The ‘fast of the fourth month’ took place on June or July 17th in memory of the taking of Jerusalem y Nebuchadnezzar which resulted in the interruption of the daily sacrifice. This tradition adds that it was also the anniversary of making the golden calf and of Moses breaking the Tables of the Law.
The ‘fast of the fifth month’ was kept on account of the destruction of the first and second Temple. It is significant that the second Temple, that of Herod, was destroyed on the first dayn of the week. Tradition has it that on that day God had pronounced judgment that the carcasses of all who had come out of Egypt should fall in the wilderness.
The ‘fast of the seventh month’ is said by tradition to be in memory of the slaughter of Gedaliah and his associates at Mizpah in Jeremiah 41:1.
The ‘fast of the tenth month’ was observed because of the siege of Jerusalem by Nebuchadnezzar commenced.
Besides the above four fasts, the Day of Atonement, and the Fast of Esther, the Jewish calendar at present contains 22 other fast days. But that is not all – according to Luke 18: 12 it was customary to fast twice a week between the Paschal week and Pentecost, and between the Feast of Tabernacles and that of the Dedication of the Temple.
The days appointed for this purpose were on Monday and Thursday of every week because according to tradition, Moses went up Mount Sinai the second time to receive the Tables of the Law on a Thursday, and came down again on a Monday.
On public fasts, the practice was to bring the ark which contained the rolls of the law from the Synagogue into the streets, and to strew ashes upon it. The people all appeared covered with sackcloth and ashes. The ashes were publicly strewn on the heads of the elders and judges, while another person got up and preached a sermon about the people of Nineveh turning from their wicked ways and God saving their land.
An older man who had spent much time in service to God and prayer was chosen to lead the people in confession of sin and ask for repentance before God.
In Jerusalem they gathered at the eastern gate, the priests blew their horns seven times as the voice of prayer ceased. The people then went to the cemeteries to mourn and weep.
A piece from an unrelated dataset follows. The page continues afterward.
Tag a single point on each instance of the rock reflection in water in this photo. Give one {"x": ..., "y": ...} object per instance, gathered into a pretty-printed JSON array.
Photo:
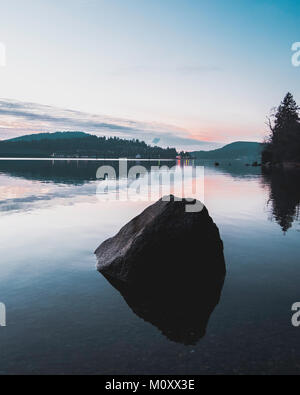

A proper fast was continued from one sundown till after the next sundown when the stars appeared, and for about 26 hours there was a rigid abstinance from all food and drink.
Even though the fasts were taken seriously, over time they degenerated into mere formalities and became works of self-righteousness which they could brag about. The more penitent and unwashed they looked, the more they were able to make it a matter of boasting.
This is the condition they had become when the public ministry of Jesus started. They did everything right outwardly, but with an inner heart that was corrupt and unrepentant. They were filled with spiritual pride and had become alienated from God.